Transduction - lysogenic bacteriophage infection (transfer of DNA from one bacterium to another via bacteriophages)

Conjugation - pili-mediated sex (transfer of DNA material via sexual pilus and requires cell-to-cell contact)

Transformation - ‘leaky’ bacterial uptake of nuclear material (uptake of short fragments of DNA by naturally transformable bacteria)

Question 14

Does genetic material transfer only happen between the same strains/species?

Answer 14

No, it can happen between different strains/species

Question 15

What is Minimum inhibitory concentration (MIC)?

Answer 15

The smallest concentration of antibiotic that inhibits the growth of organism

Question 16

How do you test for AM susceptibility?

Answer 16

Liquid media (dilution)

Solid media (diffusion) - disk diffusion (Kirby-Bauer), E-tests

Question 17

Briefly describe AM susceptibility tests with dilution in liquid broth (3)

Answer 17

Tubes containing increasing antibiotic concentrations
Incubation during 18hr at 37C
Tedious

Question 18

Briefly outline the Kirby-Bauer disc testing for AM susceptibility (3)

Answer 18

AB-impregnated discs placed on agar plate at interface between test organism and susceptible control organism

Resulting zones of inhibition compared, use of controls

Susceptibility is inferred (standard tables)

Question 19

Name the 6 mechanisms of resistance

Answer 19

Antimicrobial exclusion 
Enzymatic degradation of drug
Modification of drug target 
Target bypass
Enhanced production of target
Efflux mechanisms

Question 20

Describe antimicrobial exclusion (2)

Answer 20

Preventing antimicrobial from entering microbe (e.g. outer membrane of gram neg bacteria)

Outer membrane acts as barrier to extracellular compounds

Question 21

Describe enzymatic degradation (2 + 1 example)

Answer 21

Penicillins work by irreversibly binding to the transpeptidase enzymes, stopping the process of peptidoglycan cross linking

Binding occurs via the B-lactam ring

(e.g. resistance to penicillins is mediated by B-lactamases as it prevents penicillin binding to transpeptidases)

Question 22

Where do you find B-Lactamases in gram-negative bacteria?

Answer 22

Periplasmic space, between outer and inner membrane

Concentrated at strategic location

Question 23

Where and when would you find B-Lactamases in gram positive bacteria?

Answer 23

They are induced - produced in response to the drug.
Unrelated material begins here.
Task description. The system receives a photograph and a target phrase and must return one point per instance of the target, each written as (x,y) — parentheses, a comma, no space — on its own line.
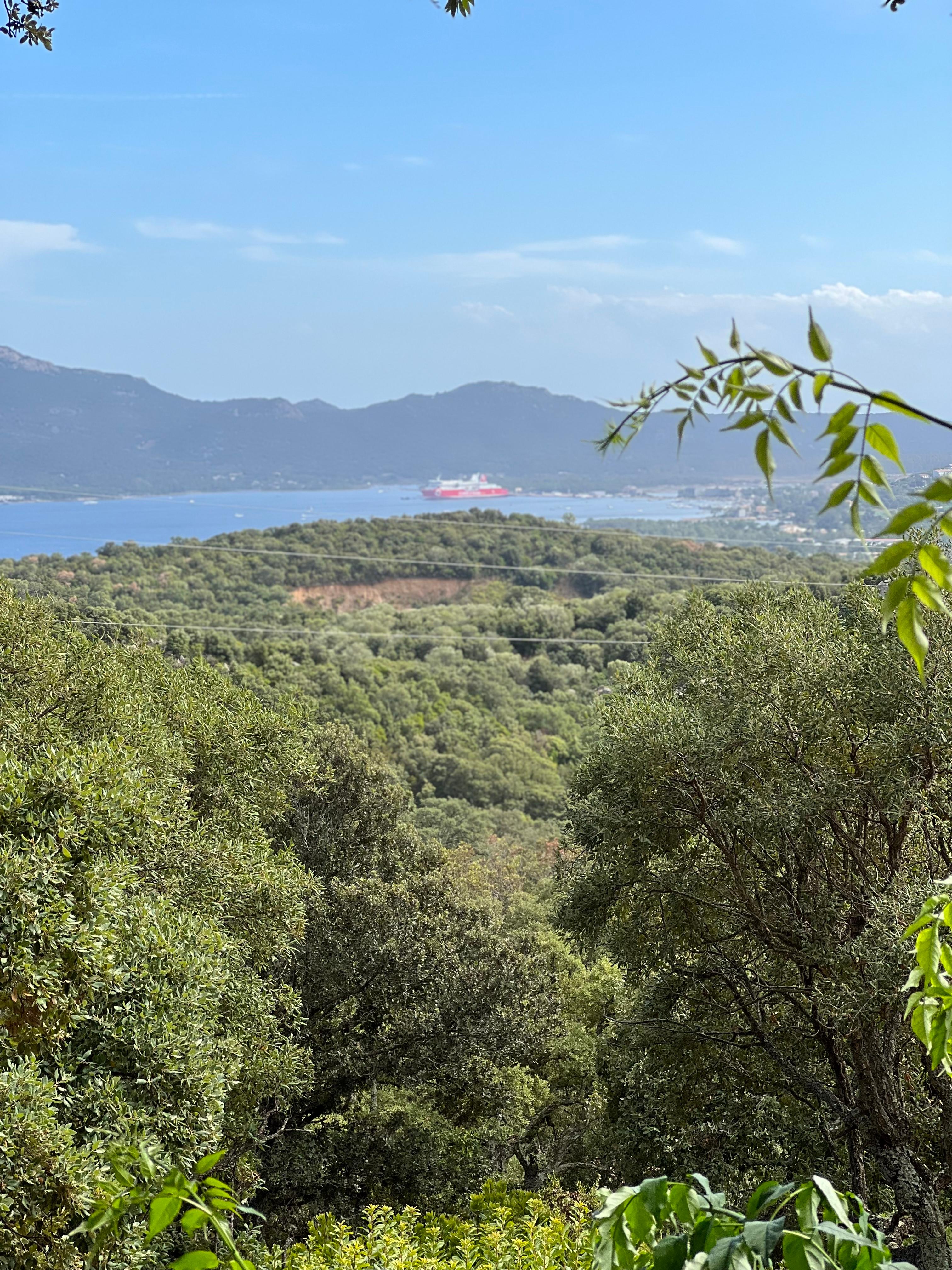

This is economical for bacteria

They are extracellular - long-range action, dilution of effectiveness

Question 24

How could you overcome the issue of B-lactamases in enzyme degradation with regards to AM resistance?

Answer 24

Develop resistant B-lactams - so they are resistant to B-lactamases. This is created through increased steric hindrance. e.g. methicillin.

Inhibit B-lactamases with another drug - no AM activity when it binds to transpeptidases (doesn’t bind well to these), but causes irreversible acylation of B-lactamases when it binds which inactivates it and prevents it binding/degrading B-lactams.
e.g. calvulanic acid (isolated from streptomyces spp.)